Справка BeautifulSoup с несколькими строками из нескольких тегов , найди все исследованные,

#python #beautifulsoup

Вопрос:

Мне нужна помощь с небольшой функцией bs4, мой веб-источник структурирован следующим образом:

 article class=" "
div class=" "
figure id=" "
<p><strong>1.</strong> A string of text </p>
<p><strong>2.</strong> A string of text </p>
<p><strong>3.</strong> A string of text </p>
<p><strong>4.</strong> A string of text </p>
etc..

я пытаюсь извлечь каждую <p> строку текста, игнорируя остальные <p> теги по всей веб-странице.
На данный момент я могу извлекать определенные строки с find_all()[1] помощью , но я хотел бы извлечь несколько строк сразу,
мой код:

 from bs4 import BeautifulSoup
from bs4.element import SoupStrainer
import requests

def getFact(str):
    page = requests.get("https://thoughtcatalog.com/jacob-geers/2016/04/really-funny-random-weird-facts/")    # call webpage
    soup = BeautifulSoup(page.content, 'html.parser')
    soup = soup.find_all('p')[25].text
    print('Fact Selected')

    with open('out.txt', 'w') as f:
        f.write(str(soup))

    with open('out.txt', 'r') as file:
        fact_ = file.read().rstrip('n')

    print(fact_)

getFact(str)

Я могу ввести только 1 целое число find_all , но можно ли выбрать несколько и сохранить в списке?
Я искал документы bs4, google и т. Д. и знаком с общим вводом, но, похоже, не могу найти ничего, что относится к find_all [int options]

1. find_all возвращает массив, поэтому следует выполнить итерацию массива.
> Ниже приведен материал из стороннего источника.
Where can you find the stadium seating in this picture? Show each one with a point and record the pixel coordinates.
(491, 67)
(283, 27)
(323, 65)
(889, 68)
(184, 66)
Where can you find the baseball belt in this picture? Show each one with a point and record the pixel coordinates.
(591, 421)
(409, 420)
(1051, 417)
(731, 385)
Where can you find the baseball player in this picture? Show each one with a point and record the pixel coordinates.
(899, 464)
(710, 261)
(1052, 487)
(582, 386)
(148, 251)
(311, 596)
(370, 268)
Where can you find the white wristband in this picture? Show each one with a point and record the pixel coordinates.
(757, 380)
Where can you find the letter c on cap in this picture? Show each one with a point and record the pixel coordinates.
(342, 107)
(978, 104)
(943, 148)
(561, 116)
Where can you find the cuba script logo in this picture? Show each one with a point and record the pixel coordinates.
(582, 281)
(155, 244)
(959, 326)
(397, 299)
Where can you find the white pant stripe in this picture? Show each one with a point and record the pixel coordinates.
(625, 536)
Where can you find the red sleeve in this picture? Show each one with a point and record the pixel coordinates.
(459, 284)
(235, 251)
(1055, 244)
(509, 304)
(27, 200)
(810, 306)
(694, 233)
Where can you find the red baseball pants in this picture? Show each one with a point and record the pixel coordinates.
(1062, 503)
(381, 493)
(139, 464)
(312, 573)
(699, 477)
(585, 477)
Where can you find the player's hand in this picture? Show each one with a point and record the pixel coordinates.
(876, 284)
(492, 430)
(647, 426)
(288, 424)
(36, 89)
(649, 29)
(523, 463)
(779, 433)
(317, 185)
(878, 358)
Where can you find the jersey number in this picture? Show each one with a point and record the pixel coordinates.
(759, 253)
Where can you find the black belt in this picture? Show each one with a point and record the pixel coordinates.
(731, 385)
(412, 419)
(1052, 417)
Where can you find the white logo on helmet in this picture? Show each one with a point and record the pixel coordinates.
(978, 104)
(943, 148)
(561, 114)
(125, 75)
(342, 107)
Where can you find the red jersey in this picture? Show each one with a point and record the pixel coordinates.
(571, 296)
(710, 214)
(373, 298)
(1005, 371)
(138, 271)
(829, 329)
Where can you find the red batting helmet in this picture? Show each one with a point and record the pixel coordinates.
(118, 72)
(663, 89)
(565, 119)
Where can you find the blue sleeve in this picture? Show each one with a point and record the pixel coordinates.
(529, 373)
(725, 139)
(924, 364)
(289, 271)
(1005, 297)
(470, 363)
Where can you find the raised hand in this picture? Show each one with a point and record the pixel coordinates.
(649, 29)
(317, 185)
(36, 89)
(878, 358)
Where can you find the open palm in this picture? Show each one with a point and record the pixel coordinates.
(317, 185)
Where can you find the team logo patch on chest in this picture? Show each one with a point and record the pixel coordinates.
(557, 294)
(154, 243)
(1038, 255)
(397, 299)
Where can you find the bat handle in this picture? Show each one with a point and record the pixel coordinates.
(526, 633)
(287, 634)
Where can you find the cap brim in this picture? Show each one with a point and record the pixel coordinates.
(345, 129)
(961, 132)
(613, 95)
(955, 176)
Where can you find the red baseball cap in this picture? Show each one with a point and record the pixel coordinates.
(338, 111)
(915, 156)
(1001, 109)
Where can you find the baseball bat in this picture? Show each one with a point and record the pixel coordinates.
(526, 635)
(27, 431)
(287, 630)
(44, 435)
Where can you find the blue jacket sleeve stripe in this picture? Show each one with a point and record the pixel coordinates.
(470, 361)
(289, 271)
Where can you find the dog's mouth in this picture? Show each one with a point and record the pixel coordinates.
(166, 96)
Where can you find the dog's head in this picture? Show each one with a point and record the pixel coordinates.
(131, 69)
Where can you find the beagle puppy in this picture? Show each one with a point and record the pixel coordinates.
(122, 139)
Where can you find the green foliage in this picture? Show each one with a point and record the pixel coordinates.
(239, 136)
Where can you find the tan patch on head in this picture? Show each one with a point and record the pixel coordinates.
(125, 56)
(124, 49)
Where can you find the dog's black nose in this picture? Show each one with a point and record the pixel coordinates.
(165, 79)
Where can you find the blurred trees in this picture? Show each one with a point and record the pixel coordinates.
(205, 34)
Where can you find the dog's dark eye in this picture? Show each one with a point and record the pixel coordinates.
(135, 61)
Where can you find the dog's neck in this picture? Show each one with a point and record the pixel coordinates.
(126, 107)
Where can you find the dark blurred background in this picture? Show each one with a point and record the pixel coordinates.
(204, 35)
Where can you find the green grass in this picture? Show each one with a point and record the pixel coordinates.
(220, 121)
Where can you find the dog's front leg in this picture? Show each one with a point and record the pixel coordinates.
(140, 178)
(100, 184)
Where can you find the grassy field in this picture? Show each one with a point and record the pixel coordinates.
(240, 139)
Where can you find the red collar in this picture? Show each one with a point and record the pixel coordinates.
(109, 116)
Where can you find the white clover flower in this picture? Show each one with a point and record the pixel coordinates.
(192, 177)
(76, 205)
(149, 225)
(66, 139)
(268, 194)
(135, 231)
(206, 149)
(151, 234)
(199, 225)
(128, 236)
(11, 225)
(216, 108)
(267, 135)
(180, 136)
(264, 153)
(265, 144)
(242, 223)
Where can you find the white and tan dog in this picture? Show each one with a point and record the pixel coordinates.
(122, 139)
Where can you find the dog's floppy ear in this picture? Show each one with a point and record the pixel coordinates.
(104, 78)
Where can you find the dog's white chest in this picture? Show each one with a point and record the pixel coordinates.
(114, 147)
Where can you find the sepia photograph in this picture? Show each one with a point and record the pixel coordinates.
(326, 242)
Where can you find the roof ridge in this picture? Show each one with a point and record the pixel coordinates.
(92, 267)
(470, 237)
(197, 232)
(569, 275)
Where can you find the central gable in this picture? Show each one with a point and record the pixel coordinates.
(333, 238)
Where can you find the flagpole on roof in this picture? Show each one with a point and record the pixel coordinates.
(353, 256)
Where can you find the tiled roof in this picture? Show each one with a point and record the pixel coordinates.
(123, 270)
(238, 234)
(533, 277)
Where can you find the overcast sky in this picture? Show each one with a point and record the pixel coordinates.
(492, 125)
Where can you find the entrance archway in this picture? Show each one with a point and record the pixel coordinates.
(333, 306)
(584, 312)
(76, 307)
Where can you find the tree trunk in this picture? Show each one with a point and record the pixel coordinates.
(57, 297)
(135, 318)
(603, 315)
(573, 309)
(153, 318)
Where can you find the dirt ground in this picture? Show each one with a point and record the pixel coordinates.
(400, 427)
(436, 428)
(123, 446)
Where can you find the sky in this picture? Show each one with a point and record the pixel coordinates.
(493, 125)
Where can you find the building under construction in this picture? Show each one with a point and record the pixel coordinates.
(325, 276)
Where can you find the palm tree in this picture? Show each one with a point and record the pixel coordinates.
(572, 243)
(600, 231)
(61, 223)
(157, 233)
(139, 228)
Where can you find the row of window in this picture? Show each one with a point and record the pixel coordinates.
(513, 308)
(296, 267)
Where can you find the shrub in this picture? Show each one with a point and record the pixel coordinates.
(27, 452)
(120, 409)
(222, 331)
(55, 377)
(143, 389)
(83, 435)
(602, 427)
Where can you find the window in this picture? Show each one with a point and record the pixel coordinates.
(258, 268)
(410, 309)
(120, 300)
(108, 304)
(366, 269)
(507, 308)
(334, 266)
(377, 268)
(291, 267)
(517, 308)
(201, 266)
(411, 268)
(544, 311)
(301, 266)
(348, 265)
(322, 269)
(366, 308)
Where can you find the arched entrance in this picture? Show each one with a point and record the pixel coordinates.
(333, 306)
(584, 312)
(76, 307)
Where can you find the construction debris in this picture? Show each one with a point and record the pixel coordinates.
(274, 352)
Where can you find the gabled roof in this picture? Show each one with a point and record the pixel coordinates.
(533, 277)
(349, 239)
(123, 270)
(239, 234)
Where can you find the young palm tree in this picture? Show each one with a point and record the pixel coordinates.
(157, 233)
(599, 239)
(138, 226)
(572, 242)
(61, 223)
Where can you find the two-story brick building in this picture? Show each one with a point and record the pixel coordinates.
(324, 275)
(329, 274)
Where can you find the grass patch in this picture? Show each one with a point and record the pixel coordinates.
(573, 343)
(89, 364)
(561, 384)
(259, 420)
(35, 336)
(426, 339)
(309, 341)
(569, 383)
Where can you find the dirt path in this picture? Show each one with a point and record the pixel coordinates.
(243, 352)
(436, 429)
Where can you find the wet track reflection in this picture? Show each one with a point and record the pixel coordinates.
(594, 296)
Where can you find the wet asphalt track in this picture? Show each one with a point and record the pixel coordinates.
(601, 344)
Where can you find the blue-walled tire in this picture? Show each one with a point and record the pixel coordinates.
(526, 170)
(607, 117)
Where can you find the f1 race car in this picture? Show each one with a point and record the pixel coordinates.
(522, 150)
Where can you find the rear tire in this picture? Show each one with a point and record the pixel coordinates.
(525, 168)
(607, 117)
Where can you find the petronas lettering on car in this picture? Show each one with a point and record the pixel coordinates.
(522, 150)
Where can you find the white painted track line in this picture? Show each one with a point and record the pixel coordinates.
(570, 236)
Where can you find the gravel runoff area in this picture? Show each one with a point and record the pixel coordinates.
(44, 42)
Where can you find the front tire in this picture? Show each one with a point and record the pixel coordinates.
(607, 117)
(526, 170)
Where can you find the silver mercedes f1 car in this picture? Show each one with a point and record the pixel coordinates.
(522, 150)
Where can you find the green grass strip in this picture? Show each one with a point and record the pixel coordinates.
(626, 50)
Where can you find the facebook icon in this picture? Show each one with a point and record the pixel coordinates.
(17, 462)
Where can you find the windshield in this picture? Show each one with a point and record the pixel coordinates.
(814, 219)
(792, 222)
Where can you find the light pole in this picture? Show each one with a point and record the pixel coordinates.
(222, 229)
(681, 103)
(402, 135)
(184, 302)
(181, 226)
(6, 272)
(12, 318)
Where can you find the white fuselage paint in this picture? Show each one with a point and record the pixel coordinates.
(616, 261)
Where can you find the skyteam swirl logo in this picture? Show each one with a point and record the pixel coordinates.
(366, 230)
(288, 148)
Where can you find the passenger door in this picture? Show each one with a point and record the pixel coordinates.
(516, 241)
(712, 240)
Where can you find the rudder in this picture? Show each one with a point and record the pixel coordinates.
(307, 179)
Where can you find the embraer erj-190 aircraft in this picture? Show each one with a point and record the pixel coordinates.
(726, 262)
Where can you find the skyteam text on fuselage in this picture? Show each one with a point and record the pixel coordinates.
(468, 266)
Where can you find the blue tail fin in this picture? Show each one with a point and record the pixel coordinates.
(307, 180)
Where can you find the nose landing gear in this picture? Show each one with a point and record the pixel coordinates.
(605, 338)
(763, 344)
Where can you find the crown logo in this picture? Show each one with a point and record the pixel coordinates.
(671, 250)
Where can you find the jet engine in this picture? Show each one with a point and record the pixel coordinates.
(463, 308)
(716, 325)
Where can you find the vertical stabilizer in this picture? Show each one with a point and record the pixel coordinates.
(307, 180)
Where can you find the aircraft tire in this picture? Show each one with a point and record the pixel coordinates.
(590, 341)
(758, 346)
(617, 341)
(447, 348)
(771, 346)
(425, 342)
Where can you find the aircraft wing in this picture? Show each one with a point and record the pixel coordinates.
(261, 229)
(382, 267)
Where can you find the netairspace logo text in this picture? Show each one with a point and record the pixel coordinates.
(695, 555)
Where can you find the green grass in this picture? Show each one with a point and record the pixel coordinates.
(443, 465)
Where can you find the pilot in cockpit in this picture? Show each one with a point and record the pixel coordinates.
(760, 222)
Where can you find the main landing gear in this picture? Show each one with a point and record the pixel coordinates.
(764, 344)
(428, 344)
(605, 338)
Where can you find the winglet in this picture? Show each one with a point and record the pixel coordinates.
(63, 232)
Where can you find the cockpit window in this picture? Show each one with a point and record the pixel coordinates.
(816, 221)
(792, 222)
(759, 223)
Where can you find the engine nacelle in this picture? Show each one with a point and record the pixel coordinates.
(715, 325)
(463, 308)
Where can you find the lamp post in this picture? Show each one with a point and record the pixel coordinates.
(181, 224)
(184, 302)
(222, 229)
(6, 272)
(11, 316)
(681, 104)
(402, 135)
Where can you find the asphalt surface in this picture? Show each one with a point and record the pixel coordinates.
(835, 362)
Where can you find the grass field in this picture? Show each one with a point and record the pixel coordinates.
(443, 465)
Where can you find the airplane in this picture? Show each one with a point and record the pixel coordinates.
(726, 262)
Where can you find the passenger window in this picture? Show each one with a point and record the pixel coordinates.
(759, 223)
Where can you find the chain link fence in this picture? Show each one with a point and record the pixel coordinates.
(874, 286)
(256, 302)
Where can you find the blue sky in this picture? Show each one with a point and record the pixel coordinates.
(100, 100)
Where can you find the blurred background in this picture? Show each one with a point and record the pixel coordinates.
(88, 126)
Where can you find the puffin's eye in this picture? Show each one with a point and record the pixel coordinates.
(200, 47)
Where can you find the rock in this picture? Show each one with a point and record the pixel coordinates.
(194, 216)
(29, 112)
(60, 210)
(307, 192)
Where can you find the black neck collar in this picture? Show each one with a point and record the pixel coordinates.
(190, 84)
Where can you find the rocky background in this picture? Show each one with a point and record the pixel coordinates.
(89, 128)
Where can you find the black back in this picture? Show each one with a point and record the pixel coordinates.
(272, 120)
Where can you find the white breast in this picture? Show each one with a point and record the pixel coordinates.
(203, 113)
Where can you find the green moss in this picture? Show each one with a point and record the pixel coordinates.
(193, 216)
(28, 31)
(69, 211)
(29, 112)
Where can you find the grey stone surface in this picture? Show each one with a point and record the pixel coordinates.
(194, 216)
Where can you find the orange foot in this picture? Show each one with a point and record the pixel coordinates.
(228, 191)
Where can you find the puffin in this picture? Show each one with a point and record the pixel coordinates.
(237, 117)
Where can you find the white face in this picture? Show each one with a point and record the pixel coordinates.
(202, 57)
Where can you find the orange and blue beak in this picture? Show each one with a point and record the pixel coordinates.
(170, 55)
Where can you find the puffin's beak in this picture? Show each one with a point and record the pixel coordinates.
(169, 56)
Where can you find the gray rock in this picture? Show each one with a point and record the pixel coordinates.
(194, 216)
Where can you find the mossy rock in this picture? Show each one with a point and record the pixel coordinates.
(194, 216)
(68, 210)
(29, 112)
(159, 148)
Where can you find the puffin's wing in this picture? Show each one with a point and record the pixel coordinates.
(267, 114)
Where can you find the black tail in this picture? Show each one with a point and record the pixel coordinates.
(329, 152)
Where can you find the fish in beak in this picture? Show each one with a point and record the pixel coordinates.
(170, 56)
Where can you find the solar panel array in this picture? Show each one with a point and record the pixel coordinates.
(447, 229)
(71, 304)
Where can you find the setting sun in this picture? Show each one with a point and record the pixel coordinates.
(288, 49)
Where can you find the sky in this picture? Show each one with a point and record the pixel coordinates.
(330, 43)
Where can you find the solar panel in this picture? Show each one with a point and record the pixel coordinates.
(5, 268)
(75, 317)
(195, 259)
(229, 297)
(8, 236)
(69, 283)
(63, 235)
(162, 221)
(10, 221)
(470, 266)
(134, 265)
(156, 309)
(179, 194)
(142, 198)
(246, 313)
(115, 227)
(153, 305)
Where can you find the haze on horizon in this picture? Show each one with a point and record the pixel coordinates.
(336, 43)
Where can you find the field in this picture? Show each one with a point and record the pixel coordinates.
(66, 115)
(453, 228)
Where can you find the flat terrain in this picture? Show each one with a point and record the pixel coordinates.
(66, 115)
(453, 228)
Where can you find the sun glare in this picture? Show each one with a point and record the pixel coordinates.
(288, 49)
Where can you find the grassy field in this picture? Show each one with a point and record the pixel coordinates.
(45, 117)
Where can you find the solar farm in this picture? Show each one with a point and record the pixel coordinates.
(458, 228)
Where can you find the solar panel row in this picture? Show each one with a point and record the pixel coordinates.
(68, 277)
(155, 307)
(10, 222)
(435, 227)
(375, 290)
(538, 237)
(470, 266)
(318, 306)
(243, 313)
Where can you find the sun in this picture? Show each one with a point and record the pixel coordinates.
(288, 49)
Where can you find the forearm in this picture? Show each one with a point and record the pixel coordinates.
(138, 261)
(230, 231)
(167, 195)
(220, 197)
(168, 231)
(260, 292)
Посмотрите на bs документирует деталь One common task is extracting all the URLs found within a page’s <a> tags: для примера

Ответ №1:

Вы можете сделать это, сначала выбрав <article> с именем класса как tc_article tc_article-width , а затем найдя все <p> теги с помощью .find_all() метода.

Вот код:

 from bs4 import BeautifulSoup
from bs4.element import SoupStrainer
import requests

def getFact():
    page = requests.get("https://thoughtcatalog.com/jacob-geers/2016/04/really-funny-random-weird-facts/")    # call webpage
    soup = BeautifulSoup(page.content, 'html.parser')
    ps = soup.find('article', class_='tc_article tc_article-width').find_all('p')
    print('Facts:')
    for i in ps:
        print(i.text.strip())

getFact()

 Facts:
1. Most toilets flush in E flat.
2. A raisin dropped in a glass of fresh champagne will bounce up and down continuously from the bottom of the glass to the top.
3. Cap’n Crunch’s full name is Horatio Magellan Crunch.
4. The Vatican City is the country that drinks the most wine per capita at 74 liters per citizen per year.
5. Approximately 40,000 Americans are injured by toilets each year.
.
.
.
25. The US Treasury once considered producing doughnut-shaped coins!